I think it's noteworthy that they even include command line arguments that are mistyped, for example "bulid".
What happens if you accidentally paste an AWS secret key or similar in the middle of a command line argument? Will that too appear in public csv files a year later?
Hi. Team member here. We used a simple algorithm to prevent that. We essentially got the data itself to vote on what a real command was for exactly this reason. This means that a lot of people typed "bulid" since the vote passed on that one. I don't have a count, but many rows were not included in the data since they didn't pass the minimum threshold for being a real command. Imagine you spelled "build" backwards for some reason. That would have been quite uncommon.
Well, it looks like they are including "command verbs" even if they are mistyped, for example "bulid".
What happens if you accidentally paste an AWS secret key or similar in the middle of a command verb? Will that too appear in public csv files a year later?

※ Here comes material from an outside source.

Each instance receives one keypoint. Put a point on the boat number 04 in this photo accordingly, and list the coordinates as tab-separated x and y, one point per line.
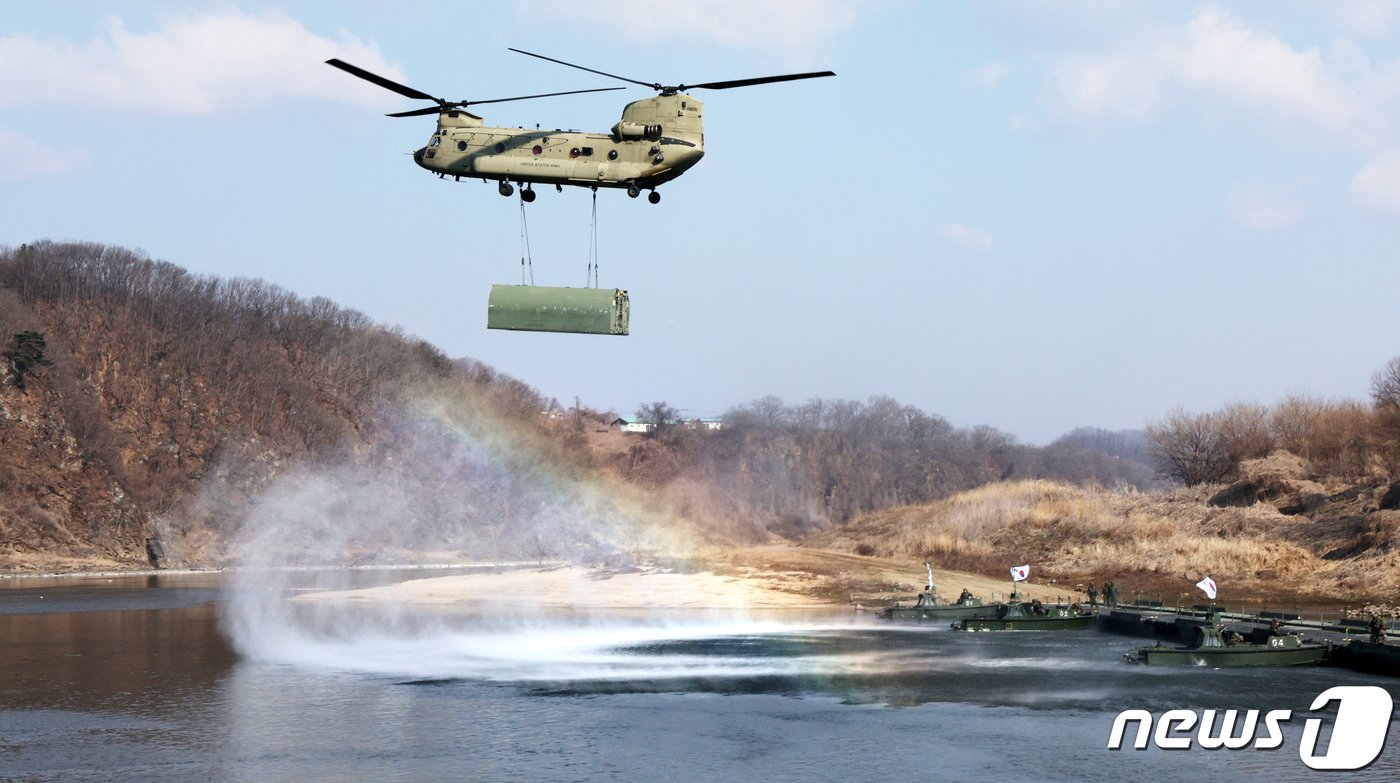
1358	733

See my comment to the grandparent comment on our approach to only including common command strings (which wouldn't include anyone's AWS key). Also, and more importantly, we will only collect known arguments. From the blog post:
> Only known arguments and options will be collected (not arbitrary strings).
We don't want your AWS secret key in this data as much as you do. We have put systematic mitigations in place to ensure that this doesn't happen.
What happens if you accidentally paste an AWS secret key or similar in the middle of a command line argument? Will that too appear in public csv files a year later?